However, others now assume that because this photographer faked his photos, that the Qana massacre is somehow also suspect. This too is repugnant. Jefferson Morley has an important blog entry at the Washington Post that addresses the evolving blogsphere attempts to deny Qana.
It is important to note that most of the innocents killed at Qana were of two large families, the Hashim family and the Shalhoub family. The bulk of the arguments by the Qana-deniers have been definitively refuted by the doggged and diligent reporting in the mainstream press, especially Anthony Shadid of the WaPo and Nicholas Blanford of the Daily Star.
Morley directly contacted one of the Qana deniers to ask him about his claims:
As for EU Referendum's claim that a Lebanese rescue worker seen in many photos from Qana was a "Hezbollah official," I e-mailed co-author of the site, Richard North, to ask for his evidence.

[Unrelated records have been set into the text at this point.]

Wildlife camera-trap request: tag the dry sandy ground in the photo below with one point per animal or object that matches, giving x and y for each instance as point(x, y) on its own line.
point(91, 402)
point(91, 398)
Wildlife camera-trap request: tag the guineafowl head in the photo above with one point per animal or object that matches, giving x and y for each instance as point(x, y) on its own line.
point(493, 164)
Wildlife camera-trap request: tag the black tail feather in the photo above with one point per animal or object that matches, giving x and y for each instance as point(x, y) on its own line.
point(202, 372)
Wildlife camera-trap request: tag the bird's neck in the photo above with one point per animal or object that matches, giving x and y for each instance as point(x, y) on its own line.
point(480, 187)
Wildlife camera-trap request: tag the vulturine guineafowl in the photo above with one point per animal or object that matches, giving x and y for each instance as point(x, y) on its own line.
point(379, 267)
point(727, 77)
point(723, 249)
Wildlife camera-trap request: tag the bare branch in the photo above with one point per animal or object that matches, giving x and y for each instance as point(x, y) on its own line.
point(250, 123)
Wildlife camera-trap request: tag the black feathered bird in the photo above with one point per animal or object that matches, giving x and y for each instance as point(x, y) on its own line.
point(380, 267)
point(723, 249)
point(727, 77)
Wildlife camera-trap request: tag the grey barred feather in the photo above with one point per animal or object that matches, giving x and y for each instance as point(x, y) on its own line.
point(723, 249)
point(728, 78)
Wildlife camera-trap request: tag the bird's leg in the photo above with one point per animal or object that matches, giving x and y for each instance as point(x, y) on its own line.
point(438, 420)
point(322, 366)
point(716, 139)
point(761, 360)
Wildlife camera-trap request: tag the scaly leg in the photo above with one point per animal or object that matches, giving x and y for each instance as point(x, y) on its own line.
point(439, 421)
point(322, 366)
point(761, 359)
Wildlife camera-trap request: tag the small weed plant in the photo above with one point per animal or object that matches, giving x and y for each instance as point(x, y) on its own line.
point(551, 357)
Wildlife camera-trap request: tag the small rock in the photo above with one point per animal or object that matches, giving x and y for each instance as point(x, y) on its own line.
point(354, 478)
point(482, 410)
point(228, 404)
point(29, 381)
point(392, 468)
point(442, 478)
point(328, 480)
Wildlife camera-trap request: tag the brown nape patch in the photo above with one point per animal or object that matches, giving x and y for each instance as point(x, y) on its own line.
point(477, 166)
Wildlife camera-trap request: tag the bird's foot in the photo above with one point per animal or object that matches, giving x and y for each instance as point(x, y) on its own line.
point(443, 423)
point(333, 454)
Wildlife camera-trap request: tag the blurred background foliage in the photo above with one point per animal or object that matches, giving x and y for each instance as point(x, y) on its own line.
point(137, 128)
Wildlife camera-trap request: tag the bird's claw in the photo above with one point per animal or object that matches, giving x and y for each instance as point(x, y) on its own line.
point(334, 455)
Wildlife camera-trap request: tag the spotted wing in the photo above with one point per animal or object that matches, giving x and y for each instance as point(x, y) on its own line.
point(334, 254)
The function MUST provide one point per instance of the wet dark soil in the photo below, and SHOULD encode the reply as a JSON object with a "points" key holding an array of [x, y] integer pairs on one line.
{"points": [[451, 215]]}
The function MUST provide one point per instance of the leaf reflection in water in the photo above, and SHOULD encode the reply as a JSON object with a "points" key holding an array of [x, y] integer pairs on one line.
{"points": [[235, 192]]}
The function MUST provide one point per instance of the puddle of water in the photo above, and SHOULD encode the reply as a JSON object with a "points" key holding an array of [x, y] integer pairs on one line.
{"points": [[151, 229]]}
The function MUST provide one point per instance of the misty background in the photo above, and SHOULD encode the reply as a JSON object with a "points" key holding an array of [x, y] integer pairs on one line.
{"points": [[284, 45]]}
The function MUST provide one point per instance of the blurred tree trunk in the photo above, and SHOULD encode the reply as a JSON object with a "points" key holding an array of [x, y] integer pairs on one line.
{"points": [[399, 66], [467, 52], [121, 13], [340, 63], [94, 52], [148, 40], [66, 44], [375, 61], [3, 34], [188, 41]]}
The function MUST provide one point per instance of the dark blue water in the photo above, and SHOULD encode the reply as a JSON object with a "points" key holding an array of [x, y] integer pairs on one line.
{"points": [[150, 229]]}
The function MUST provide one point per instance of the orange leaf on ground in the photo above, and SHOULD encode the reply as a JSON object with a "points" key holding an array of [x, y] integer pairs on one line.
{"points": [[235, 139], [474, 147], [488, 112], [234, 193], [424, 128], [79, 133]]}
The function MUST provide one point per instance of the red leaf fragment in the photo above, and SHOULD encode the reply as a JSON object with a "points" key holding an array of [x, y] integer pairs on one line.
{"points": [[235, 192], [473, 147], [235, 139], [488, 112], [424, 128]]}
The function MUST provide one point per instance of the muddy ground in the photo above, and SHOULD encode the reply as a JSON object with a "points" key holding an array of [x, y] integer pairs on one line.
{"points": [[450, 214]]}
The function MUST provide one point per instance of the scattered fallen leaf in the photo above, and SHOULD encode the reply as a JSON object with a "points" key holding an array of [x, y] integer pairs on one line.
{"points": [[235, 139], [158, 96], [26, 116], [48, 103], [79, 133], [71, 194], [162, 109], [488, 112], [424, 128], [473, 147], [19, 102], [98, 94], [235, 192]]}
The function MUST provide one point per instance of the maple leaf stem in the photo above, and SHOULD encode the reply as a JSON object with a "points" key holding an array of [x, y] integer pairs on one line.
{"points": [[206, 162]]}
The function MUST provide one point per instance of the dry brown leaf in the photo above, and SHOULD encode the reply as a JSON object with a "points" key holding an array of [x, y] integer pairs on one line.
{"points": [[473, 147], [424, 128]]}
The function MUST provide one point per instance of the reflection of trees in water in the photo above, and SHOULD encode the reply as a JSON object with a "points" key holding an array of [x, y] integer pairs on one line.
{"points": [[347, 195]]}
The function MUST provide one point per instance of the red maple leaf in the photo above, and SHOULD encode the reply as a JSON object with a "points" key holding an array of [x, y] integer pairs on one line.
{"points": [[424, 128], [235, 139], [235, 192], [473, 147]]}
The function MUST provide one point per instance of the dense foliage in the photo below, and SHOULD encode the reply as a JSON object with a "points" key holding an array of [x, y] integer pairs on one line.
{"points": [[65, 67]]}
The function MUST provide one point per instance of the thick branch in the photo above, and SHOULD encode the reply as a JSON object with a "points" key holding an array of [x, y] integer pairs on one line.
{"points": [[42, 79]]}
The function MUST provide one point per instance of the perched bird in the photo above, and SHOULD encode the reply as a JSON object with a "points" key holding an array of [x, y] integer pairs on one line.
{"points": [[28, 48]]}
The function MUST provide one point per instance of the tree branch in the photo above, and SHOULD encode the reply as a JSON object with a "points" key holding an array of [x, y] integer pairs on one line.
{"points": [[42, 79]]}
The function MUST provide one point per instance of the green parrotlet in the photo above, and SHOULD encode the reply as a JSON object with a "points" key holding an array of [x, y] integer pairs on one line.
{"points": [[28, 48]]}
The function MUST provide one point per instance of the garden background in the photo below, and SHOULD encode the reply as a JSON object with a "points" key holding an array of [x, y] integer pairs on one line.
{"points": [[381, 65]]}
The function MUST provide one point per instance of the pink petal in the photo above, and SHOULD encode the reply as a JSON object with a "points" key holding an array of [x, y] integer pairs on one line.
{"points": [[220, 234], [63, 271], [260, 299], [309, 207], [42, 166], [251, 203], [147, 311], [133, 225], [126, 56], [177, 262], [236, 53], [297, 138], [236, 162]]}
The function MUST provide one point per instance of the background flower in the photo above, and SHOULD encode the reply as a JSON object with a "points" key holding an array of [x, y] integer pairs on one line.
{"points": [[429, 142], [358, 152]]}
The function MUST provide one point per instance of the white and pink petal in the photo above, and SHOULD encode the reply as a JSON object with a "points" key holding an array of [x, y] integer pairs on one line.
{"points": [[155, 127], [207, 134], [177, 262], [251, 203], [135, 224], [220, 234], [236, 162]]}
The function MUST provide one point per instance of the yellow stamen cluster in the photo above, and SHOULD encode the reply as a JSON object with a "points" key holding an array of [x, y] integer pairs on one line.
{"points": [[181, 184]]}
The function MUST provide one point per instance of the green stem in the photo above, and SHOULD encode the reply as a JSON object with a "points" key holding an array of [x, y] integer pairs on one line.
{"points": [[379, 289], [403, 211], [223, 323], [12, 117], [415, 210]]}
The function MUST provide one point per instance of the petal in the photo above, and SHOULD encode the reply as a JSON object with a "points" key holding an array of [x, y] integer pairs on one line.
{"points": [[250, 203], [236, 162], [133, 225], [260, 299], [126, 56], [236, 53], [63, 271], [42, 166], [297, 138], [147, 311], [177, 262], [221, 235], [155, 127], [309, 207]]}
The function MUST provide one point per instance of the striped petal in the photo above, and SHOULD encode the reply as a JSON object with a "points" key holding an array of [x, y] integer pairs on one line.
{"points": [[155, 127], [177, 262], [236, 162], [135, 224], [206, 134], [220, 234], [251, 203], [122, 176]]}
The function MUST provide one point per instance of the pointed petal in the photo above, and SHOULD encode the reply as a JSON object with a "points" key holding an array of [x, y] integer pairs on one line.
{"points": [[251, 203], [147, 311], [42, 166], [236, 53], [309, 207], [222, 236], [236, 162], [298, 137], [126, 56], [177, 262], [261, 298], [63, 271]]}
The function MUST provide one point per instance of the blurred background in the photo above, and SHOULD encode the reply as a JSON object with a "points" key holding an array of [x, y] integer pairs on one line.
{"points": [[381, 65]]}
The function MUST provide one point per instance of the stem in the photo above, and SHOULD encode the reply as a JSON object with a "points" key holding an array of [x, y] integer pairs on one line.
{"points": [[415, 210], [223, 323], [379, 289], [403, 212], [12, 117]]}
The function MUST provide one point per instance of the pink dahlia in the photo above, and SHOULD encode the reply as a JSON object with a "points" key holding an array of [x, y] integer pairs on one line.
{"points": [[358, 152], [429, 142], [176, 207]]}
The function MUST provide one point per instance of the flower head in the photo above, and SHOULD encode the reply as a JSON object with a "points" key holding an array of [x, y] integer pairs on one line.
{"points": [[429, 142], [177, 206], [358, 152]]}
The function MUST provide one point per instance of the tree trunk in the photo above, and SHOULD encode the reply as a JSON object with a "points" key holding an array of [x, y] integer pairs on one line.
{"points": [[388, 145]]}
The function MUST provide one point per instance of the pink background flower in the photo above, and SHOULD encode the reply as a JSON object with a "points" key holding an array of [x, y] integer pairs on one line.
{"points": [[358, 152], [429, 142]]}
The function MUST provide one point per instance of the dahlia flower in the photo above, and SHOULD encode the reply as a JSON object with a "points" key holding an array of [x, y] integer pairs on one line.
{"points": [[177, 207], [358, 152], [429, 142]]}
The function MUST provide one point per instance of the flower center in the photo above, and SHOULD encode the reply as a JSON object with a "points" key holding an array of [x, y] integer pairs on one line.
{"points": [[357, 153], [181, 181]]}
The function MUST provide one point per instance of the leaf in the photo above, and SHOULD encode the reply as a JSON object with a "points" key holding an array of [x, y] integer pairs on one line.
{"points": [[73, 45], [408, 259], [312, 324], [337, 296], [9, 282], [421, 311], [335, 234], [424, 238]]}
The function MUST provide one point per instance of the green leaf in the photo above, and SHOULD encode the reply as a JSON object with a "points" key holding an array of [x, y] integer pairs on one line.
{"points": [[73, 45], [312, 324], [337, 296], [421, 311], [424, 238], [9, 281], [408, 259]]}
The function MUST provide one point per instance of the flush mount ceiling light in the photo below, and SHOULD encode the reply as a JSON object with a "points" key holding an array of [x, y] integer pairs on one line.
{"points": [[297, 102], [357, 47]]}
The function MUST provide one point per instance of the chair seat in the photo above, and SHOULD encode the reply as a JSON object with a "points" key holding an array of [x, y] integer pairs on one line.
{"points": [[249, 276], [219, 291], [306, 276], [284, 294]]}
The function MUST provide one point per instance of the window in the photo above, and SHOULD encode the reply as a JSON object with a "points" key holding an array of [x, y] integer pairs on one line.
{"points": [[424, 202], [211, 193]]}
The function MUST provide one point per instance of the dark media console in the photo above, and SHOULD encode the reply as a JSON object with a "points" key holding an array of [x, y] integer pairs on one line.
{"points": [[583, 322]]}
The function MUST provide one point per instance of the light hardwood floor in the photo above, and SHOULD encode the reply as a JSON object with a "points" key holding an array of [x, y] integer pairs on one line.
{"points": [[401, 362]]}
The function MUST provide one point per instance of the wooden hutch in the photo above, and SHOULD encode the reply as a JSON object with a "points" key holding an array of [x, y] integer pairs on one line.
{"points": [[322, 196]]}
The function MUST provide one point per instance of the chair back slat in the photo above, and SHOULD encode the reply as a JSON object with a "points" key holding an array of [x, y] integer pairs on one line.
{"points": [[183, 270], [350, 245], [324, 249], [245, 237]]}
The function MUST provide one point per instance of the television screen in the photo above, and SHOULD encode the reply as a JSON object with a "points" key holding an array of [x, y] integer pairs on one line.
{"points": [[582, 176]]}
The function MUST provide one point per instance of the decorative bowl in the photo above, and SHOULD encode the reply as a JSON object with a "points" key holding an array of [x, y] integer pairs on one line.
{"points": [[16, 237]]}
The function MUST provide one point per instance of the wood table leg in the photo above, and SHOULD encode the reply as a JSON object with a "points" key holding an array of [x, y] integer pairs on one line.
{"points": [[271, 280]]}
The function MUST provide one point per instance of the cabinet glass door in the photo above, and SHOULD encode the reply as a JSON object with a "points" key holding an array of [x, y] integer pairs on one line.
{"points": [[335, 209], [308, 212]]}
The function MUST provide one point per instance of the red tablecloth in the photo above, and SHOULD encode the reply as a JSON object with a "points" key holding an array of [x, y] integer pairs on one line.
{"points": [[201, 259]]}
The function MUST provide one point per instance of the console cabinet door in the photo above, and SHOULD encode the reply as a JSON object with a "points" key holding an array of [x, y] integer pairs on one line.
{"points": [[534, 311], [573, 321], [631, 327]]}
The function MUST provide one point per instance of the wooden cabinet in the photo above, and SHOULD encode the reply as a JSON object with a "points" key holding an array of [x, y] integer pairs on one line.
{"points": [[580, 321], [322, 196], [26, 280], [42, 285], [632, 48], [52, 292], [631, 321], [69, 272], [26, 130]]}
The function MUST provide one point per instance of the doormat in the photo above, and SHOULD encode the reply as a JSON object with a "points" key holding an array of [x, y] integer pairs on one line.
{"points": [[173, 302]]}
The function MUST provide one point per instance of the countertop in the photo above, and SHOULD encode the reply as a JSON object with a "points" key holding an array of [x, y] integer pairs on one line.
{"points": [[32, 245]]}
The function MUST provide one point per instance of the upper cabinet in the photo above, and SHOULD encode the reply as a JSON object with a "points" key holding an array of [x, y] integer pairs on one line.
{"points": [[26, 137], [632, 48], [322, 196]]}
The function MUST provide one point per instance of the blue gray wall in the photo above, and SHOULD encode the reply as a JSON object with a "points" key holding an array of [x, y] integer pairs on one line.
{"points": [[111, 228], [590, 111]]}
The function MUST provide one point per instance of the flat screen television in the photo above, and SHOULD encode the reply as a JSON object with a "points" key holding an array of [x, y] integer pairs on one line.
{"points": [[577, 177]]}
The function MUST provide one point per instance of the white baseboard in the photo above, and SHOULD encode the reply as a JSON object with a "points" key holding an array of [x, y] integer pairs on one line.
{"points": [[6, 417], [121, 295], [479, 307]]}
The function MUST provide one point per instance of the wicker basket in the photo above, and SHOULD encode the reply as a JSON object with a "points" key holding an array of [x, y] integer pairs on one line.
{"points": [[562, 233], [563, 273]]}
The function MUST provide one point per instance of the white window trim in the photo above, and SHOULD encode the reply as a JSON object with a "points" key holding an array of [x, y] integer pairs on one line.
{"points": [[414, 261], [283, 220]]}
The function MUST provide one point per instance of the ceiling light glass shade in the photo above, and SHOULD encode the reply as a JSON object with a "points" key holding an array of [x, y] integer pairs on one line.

"All I have to go on is gut instinct," North replied.
I appreciate his candor. It confirms that he has no evidence to support the central claim of his blog posts.
North says he is just trying to "raise questions," which is certainly a legitimate goal. My question is: What is it about the photos from Qana that made Israel's supporters prefer fantasy to fact?
emphasis mine, for the implications are subtle yet profound.
Those who deny Qana, and attempt to relegate it to a hoax, are as guilty of propaganda as Adnan Hajj. It is the right-wing equivalent of the 9-11 conspiracy theories, and deserves as much scorn for its moral emptiness.
UPDATE: Ace of Spades HQ has a handsome mea culpa and debunking post on Qana-denial up.